In a retrospective review for AllMusic, William Ruhlmann feels that the album is "star-crossed", "not too shabby", and while it "wasn't great Clapton" it should have got more notice than it did. Rolling Stone journalist John Piccarella notes: "Rita Mae” [...] is the only song on side two that’s not about dying. It's about murder. As an artist often criticized for mellowing out, Eric Clapton has succeeded in making very popular music from an authentic and deeply tragic blues sensibility.
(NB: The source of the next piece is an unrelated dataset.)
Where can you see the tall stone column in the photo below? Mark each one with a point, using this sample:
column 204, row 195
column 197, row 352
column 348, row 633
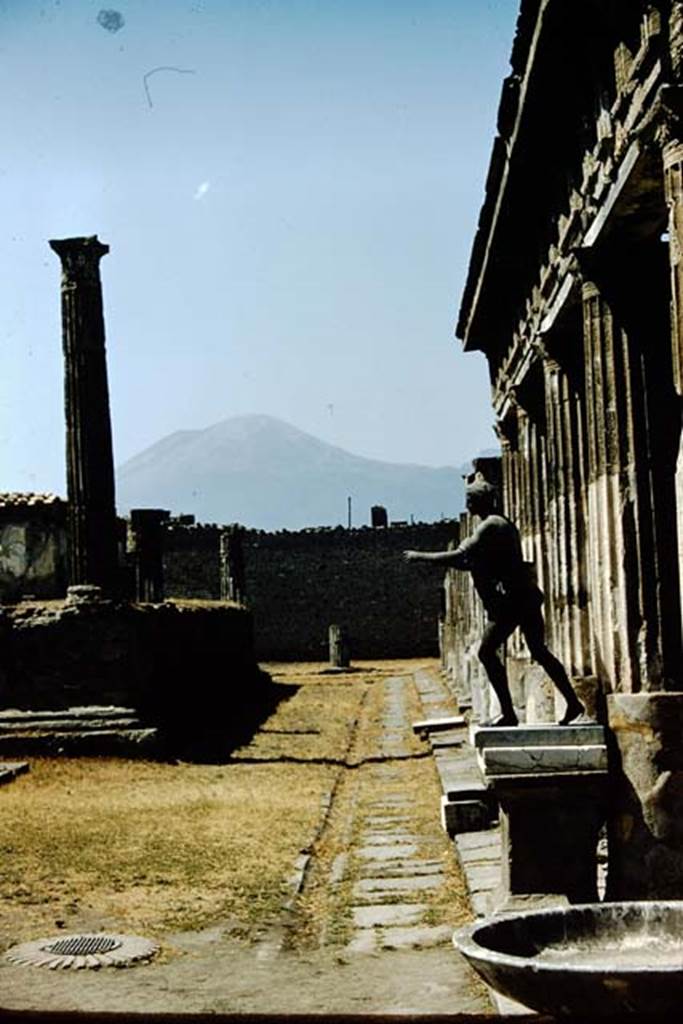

He addresses both the heart and the charts in the same way: with a bullet."

Robert Palmer of The New York Times said the album was "dominated by commercial soft rock and evidences little of his celebrated mid-60's fire. He is a singer and songwriter who now just happens to play guitar, not an aggressive soloist."

Professional ratings
Review scores
| Source | Rating |
| AllMusic | link |
| Rolling Stone | link |

==Songs==
Record World said of the title track that "light keyboard melodies back Clapton's little tenor and the production is superb."

==Track listing==
All tracks written by Eric Clapton, except where noted.

Side one
| No. | Title | Writer(s) | Length |
|---|---|---|---|
| 1. | "Something Special" |  | 2:36 |
| 2. | "Black Rose" | Troy Seals; Eddie Setser; | 3:44 |
| 3. | "Blow Wind Blow" | Muddy Waters | 2:58 |
| 4. | "Another Ticket" |  | 5:43 |
| 5. | "I Can't Stand It" |  | 4:07 |

Side two
| No. | Title | Writer(s) | Length |
|---|---|---|---|
| 1. | "Hold Me Lord" |  | 3:27 |
| 2. | "Floating Bridge" | Sleepy John Estes | 6:32 |
| 3. | "Catch Me If You Can" | Clapton; Gary Brooker; | 4:24 |
| 4. | "Rita Mae" |  | 5:03 |
| Total length: |  |  | 38:34 |

== Personnel ==
- Eric Clapton – guitars, vocals
- Gary Brooker – keyboards, backing vocals
- Chris Stainton – keyboards
- Albert Lee – guitars, backing vocals
- Dave Markee – bass
- Henry Spinetti – drums, percussion

== Production ==
- Tom Dowd – producer, engineer
- Michael Carnevale – engineer at Compass Point Studios.
- Kendal Stubbs – assistant engineer at Compass Point Studios.
- Bob Castle – assistant engineer at Criteria Studios.
- Jon Walls – assistant engineer at AIR Studios.
- Mike Fuller – mastering at Criteria Studios.
- Rob O'Connor – art direction, design
- Steve Sandon – photography
- Alan Dempsey – hand lettering

==Charts==

===Weekly charts===

| Chart (1981) | Peak position |
|---|---|
| Australian Albums (Kent Music Report) | 30 |
| Canada Top Albums/CDs (RPM) | 20 |
| Dutch Albums (Album Top 100) | 38 |
| German Albums (Offizielle Top 100) | 26 |
| Italian Albums (Musica e Dischi) | 22 |
| Japanese Albums (Oricon) | 27 |
| New Zealand Albums (RMNZ) | 3 |
| Norwegian Albums (VG-lista) | 5 |
| Swedish Albums (Sverigetopplistan) | 26 |
| UK Albums (OCC) | 18 |
| US Billboard 200 | 7 |

===Year-end charts===

| Chart (1981) | Position |
|---|---|
| US Billboard 200 | 72 |

==Certifications==

| Region | Certification | Certified units/sales |
| Canada (Music Canada) | Gold | 50,000^{^} |
| United States (RIAA) | Gold | 500,000^{^} |
^{^} Shipments figures based on certification alone.